Platinum prices, up 21 percent from their low last August, will extend gains as production cuts squeeze supply and consumption climbs, according to producer Wesizwe Platinum.
“You’ve got challenging supply issues and a market that’s recovering in terms of demand,” chief operating officer Paul Smith said. “The platinum sector as a whole is going to come off quite a low base quite aggressively.”
Strikes that began in August in South Africa led to mine halts that drove up prices from a low of $1 383.75 (R12 387 at current rates) an ounce. Prices have since fluctuated, rising this month on a plan by Anglo American Platinum (Amplats) to cut 400 000 ounces a year. The metal was fixed at $1 678 an ounce on Friday in London.
Amplats’ plan, which would remove about 7 percent of global output and may result in as many as 14 000 job losses, was criticised as “less than helpful” by Finance Minister Pravin Gordhan.
“Recent events haven’t done South Africa any good in terms of its labour issues,” Smith said last week.
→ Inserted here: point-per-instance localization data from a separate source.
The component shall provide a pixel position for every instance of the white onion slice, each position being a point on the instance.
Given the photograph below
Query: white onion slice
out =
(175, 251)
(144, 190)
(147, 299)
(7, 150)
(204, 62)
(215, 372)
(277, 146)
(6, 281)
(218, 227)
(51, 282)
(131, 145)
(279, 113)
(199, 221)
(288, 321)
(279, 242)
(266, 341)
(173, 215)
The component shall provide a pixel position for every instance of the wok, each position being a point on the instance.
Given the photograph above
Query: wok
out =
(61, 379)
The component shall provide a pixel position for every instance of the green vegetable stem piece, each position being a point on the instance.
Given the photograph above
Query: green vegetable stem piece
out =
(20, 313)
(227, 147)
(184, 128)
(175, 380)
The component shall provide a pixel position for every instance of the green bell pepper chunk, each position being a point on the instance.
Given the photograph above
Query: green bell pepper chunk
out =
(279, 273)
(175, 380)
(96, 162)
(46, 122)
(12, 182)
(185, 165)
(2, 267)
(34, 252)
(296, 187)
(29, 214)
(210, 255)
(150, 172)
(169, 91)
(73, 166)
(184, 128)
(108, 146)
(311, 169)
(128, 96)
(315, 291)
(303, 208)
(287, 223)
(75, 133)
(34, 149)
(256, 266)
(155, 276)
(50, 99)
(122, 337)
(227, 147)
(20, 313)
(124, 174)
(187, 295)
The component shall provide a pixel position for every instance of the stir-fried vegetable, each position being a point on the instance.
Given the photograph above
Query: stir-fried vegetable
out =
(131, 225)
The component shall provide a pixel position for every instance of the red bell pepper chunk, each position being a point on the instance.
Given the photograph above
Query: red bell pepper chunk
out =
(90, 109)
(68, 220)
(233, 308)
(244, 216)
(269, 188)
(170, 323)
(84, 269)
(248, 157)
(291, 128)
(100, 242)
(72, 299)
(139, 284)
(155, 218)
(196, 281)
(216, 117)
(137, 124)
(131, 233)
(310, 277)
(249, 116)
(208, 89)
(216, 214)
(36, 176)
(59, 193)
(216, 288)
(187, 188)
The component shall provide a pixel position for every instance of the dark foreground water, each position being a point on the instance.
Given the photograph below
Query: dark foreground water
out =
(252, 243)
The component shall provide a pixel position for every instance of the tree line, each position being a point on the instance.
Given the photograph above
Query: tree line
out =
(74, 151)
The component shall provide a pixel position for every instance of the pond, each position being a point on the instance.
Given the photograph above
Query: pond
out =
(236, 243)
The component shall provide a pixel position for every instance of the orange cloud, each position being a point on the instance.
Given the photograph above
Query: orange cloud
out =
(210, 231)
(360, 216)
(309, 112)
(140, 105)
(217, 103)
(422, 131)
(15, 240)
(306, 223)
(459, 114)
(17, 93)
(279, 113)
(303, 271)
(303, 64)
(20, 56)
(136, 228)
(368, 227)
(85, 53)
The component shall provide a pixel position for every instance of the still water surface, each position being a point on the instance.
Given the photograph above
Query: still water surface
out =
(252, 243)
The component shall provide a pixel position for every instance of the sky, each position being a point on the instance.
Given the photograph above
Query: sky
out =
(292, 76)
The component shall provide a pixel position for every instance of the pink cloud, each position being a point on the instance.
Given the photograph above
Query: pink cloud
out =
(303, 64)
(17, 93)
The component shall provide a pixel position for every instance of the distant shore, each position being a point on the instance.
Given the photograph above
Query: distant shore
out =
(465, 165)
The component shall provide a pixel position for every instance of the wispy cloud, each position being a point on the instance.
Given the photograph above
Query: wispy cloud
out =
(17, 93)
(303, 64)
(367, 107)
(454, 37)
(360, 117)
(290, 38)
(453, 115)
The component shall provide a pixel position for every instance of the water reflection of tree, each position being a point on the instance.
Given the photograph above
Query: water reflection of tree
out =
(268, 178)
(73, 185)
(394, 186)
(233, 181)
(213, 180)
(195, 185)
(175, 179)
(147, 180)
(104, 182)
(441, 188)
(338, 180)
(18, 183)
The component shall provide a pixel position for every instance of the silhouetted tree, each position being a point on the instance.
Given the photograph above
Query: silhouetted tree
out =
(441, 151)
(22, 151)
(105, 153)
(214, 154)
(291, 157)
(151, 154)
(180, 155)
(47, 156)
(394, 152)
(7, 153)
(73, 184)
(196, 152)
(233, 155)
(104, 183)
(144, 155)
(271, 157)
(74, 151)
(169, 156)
Smith, previously the director of new business at Aquarius Platinum, became Wesizwe’s chief operating officer earlier this month.
Wesizwe, 45 percent-held by China’s Jinchuan Group and the China-Africa Development Fund, said last week that it had secured a $650 million loan from China Development Bank to develop its Bakubung mine in North West.
The mine will produce about 350 000 ounces of platinum group metals a year for about 35 years, according to the company’s website.
“It’s a large, long-term production phase, close to five years of development, but also has a long mine life,” Smith said. “We will start ramping up production from 2018. The market is quite aware this is a long-term project.”
The loan gave Wesizwe the medium and longer-term funding it needed to develop Bakubung, he said. “The terms are very competitive… and we’re very comfortable.”